Coloquei-me ao seu lado e expliquei o que aconteceu nos últimos dias.

– Isso iria acontecer cedo ou tarde e eu estou surpresa com o tamanho do caráter da Paula, desse jeito quem acaba apaixonada por ela sou eu. – Brincou.

– Estou falando sério, Aline. – Falei chateado.

– Eu sei, querido, mas você tem que aceitar o que está por vir e vem do seu pai, coloca um paraquedas que a queda vai ser feia, no mais, você buscou, assuma o peso dessa responsabilidade ou mude de profissão. – Disse com sinceridade me olhando nos olhos.

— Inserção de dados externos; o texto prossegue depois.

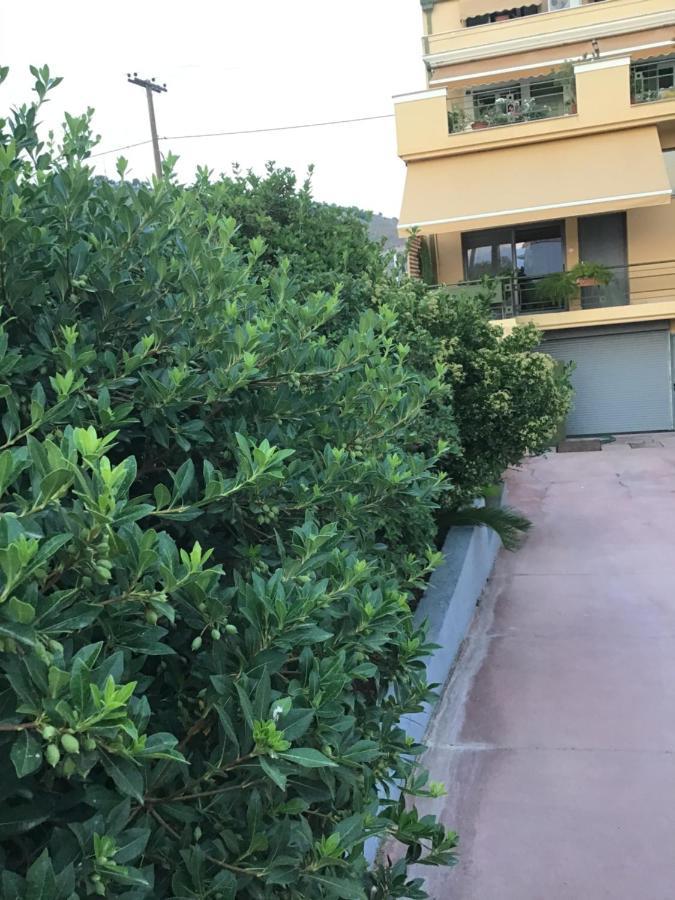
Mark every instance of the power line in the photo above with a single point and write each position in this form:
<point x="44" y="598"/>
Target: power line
<point x="184" y="137"/>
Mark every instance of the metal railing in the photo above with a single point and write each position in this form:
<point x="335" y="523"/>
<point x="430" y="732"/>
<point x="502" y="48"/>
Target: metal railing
<point x="489" y="106"/>
<point x="652" y="79"/>
<point x="499" y="16"/>
<point x="514" y="294"/>
<point x="519" y="12"/>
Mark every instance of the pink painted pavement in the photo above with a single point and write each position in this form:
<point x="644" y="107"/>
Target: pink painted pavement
<point x="556" y="734"/>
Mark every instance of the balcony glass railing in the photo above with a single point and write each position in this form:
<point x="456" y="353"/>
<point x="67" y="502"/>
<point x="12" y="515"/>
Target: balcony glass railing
<point x="652" y="79"/>
<point x="520" y="295"/>
<point x="518" y="12"/>
<point x="489" y="106"/>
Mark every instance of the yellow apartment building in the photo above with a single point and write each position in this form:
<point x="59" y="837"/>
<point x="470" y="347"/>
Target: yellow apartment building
<point x="542" y="156"/>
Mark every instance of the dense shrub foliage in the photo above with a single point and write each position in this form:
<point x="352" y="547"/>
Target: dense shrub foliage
<point x="500" y="398"/>
<point x="497" y="398"/>
<point x="211" y="523"/>
<point x="227" y="428"/>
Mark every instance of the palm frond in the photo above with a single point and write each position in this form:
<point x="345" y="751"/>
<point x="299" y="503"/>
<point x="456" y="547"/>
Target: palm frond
<point x="507" y="522"/>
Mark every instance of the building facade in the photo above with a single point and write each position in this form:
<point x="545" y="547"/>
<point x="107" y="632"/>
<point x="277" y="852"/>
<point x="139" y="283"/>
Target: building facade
<point x="542" y="155"/>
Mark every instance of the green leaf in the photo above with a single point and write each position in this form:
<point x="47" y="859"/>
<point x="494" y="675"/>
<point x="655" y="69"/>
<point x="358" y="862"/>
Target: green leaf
<point x="23" y="817"/>
<point x="273" y="772"/>
<point x="297" y="723"/>
<point x="40" y="879"/>
<point x="20" y="612"/>
<point x="21" y="633"/>
<point x="26" y="754"/>
<point x="307" y="757"/>
<point x="54" y="482"/>
<point x="342" y="888"/>
<point x="130" y="844"/>
<point x="184" y="478"/>
<point x="127" y="777"/>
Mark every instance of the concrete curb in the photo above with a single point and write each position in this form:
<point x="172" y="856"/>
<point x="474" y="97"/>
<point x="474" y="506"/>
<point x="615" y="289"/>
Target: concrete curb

– Eu venho para me sentir melhor e você me faz ficar pior? – Questionei indo até a outra borda da ponte.

– Se você quiser que eu minta... – Pegou uma pedra no chão. – Agora joga que o problema vai embora com o mar.

Costumávamos acreditar que os problemas desapareciam depois que a gente conversava e jogava a pedra no mar.

E eles, realmente, desapareciam.

Peguei a pedra da mão dela e joguei enquanto observávamos cair na água.

– Você vai desistir de mim? – Perguntei enlaçando ela pela cintura.

Ela segurou meu pescoço com as duas mãos e me deu um beijo longo e arrepiante. Senti minha alma chegar ao céu algumas vezes, até ela se afastar.

– Sim. – Entregou-me um sorriso. – Estou indo agora e, por favor, não venha trás de mim. – Falou com a testa encostada na minha, com nossos narizes se tocando e suas mãos segurando meu cabelo.

– Por que, Aline? – Segurei seu braço.

– Você já me feriu demais, eu seria muito inconsequente se deixasse isso continuar acontecendo. – Explicou. – Você vai superar, vai ficar bem e eu também.

Soltei o braço dela e ela saiu andando com pressa. Eu gritei e gritei e gritei até não me restar forças para continuar gritando. Ela tem razão, tudo o que eu toco, destruo. Fiquei sentado ali até escurecer.